EU regulation should not be reduced to hypothetical short-term costs, mainly to business. That puts the general public interest at risk—and, with it, the wellbeing of workers, consumers and citizens, territorial cohesion and the environment. EU law-making is not a book-keeping exercise but must take the long view and recognise non-monetisable benefits.
Europe is facing a dramatic health, social and economic crisis. It is crucial to safeguard livelihoods after the pandemic and to achieve a just, twin transition towards a digital transformation that delivers for all and a greener economy making Europe a carbon-neutral continent. It is key that the EU ensures mandatory human-rights due diligence, making businesses accountable for the impacts of their operations on people and the planet. It is more important than ever that the EU guarantees a fair minimum wage, again as an investment in the future, to solve the precariousness and in-work poverty evident today.
A target-oriented approach, such as ‘one in, one out’, would, the former commission concluded in a communication as recent as October 2017, ‘create deregulatory pressures and impair its political responsibility to deliver what needs to be done when it needs to be done’. It represents a damaging turn on the part of the current EU leadership.
The idea was discussed in 2017 but rejected then by the commission first vice-president, Frans Timmermans, as unjustified and inappropriate for the elaboration of EU law. At his hearing before the European Parliament in September 2019, the commissioner now in charge of better regulation, Maroš Šefčovič, expressed ‘a clear “no” to a mechanical approach and to endangering our high standards, especially social and environmental’.
There is no justification for such a restriction on law-making in the EU treaties. The ‘one in, one out’ approach is especially dangerous in areas such as occupational health and safety, where any delay in regulating exposure to work-related cancer-causing chemicals (carcinogens and mutagens)—such as might be caused by having to lapse another regulation—can literally be the difference between life and death for workers.

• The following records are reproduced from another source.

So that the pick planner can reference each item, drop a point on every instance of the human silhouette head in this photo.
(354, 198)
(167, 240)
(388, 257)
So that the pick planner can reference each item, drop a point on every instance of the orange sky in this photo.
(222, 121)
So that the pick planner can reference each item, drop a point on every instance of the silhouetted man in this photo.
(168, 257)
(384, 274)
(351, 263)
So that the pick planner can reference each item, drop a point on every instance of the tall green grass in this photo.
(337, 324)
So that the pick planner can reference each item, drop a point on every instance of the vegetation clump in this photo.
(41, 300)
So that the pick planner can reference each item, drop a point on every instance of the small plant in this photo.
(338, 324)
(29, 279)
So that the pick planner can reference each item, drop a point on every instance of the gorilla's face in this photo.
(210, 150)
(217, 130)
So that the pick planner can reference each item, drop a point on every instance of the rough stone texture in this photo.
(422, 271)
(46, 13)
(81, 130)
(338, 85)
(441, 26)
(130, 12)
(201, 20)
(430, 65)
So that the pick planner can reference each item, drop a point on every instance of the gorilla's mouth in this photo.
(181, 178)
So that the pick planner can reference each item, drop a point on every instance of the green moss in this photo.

The ETUC is concerned that ‘one in, one out’ will damage respect for the rule of law, since it insidiously encourages mistrust in the benefits of EU legislation. On the contrary, the ETUC encourages the commission to adopt a positive stance, promoting the ability of Europe-wide regulations to offer protection to workers and citizens and a level playing-field for businesses, while delivering legal certainty and predictability for all.

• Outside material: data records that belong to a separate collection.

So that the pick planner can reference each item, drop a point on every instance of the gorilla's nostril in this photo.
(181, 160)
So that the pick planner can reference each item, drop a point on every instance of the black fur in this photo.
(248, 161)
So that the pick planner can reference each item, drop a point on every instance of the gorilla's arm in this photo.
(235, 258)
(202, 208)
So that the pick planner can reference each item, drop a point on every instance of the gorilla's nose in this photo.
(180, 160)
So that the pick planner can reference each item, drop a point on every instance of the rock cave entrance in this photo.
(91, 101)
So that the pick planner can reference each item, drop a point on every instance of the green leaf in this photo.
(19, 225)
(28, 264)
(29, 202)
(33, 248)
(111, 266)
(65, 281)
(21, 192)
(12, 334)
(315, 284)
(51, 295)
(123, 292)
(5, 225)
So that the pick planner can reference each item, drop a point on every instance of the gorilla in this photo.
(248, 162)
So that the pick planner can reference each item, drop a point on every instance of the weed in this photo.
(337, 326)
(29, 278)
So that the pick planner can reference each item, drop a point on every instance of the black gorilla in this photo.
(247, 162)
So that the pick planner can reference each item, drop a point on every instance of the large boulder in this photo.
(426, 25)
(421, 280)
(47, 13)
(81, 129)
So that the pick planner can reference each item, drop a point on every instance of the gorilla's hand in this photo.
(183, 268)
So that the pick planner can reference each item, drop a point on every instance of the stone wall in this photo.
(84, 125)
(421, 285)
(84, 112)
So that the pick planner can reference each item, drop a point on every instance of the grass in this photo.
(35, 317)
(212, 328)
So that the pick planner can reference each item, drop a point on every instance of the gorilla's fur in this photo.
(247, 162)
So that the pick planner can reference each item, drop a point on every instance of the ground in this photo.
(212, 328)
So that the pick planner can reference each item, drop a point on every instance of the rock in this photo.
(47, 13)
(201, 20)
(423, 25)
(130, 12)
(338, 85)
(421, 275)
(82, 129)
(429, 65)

It should also focus on shortcomings in the implementation and enforcement of EU law in member states, while abandoning dismissive talk of ‘gold-plating’. Member states have the legitimate right to improve EU rules, when implementing them, if they deem it necessary, and the minimum social standards set out in European law must not become de facto maximum standards.
Less is not usually more: less regulation does not automatically save money or generate growth. European competitiveness is held back more by the lack of integration in areas such as fiscal, digital, social, environmental and company law, where common standards have the potential to bridge gaps among 27 national systems and create fairness. Unregulated competition—in areas such as taxation, working conditions and social protection—leads to a ‘race to the bottom’, which has a negative impact on workers, businesses and citizens, and on society as a whole.
In short, quality law-making at the European level should be an investment in the future, for people and planet. It must correct the imbalances in the ‘better regulation’ agenda, not double down on them. This is vital to the welfare of citizens and to boost belief in a sustainable and innovative future.